Kaliforniya Teknoloji Enstitüsü ve İsviçre araştırma üniversitesi ETH Zürih’ten bilim beşerlerine nazaran, dünyanın kabuğunun altındaki ve erimiş çekirdeğin üstündeki tabakayı tahlil etmek için kullanılan yeni bir sistem, su kütlelerinin altındaki ve kıtaların iç kısımlarındaki tektonik plakaların garip özelliklerini ortaya çıkardı.
Tuhaf olan, levhaların kalıntılarının bilim insanlarının beklemediği beklenmedik alanlarda bulunması ve ekseriyetle benzerlerinden daha soğuk ya da farklı bileşimde olmalarıdır.
Bu keşif ETH Zürih’in “Pasifik Okyanusu’nun altında kayıp bir dünya mı var?” sorusunu açıkça sormasına bile yol açtı.
Batı Pasifik de dahil olmak üzere büyük su kaynaklarının altında ve kara kütlelerinin derinliklerinde yer almaları, olağan plaka hudutlarından uzakta oldukları manasına gelir ki bu da bu kadar büyük alanlar için bir anormalliktir.
Scientific Reports’ta yayımlanan çalışmanın müellifi Thomas Schouten, “Görünüşe nazaran, dünyanın mantosundaki bu tıp bölgeler daha evvel düşünülenden çok daha yaygın” sözlerini kullandı.
Esasen, hiçbir yakın jeolojik tarih alışılmışın dışındaki plakaları açıklamıyor ve bulgularını ortaya çıkarmak için sarsıntı dalgalarını tahlil eden araştırmacılar da içerdikleri gereçler konusunda şaşkınlar.
Schouten, “Bizim ikilemimiz de bu. Yeni yüksek çözünürlüklü model ile Dünya’nın mantosunun her yerinde bu cins anomalileri görebiliyoruz. Lakin bunların tam olarak ne olduğunu ya da ortaya çıkardığımız örüntüleri hangi gerecin yarattığını bilmiyoruz” diye konuştu.
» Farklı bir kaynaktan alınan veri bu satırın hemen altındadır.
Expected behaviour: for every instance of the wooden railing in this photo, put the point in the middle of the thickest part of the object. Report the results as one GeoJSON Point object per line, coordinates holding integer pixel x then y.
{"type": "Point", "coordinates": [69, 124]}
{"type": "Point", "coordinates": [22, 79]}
“Alt mantodaki anomalilerin çeşitli kökenleri olduğunu düşünüyoruz” diyen Schouten, bunların son 200 milyon yılda değişen daha soğuk sıcaklıktaki gereç olabileceğine inandığını da kelamlarına ekledi.
Schouten ayrıyeten, “Ya yaklaşık 4 milyar yıl evvel mantonun oluşumundan beri orada olan ve mantodaki konvektif hareketlere karşın hayatta kalan eski, silika bakımından varlıklı gereç ya da milyarlarca yıl boyunca bu manto hareketlerinin bir sonucu olarak demir bakımından güçlü kayaların biriktiği bölgeler olabilir” dedi.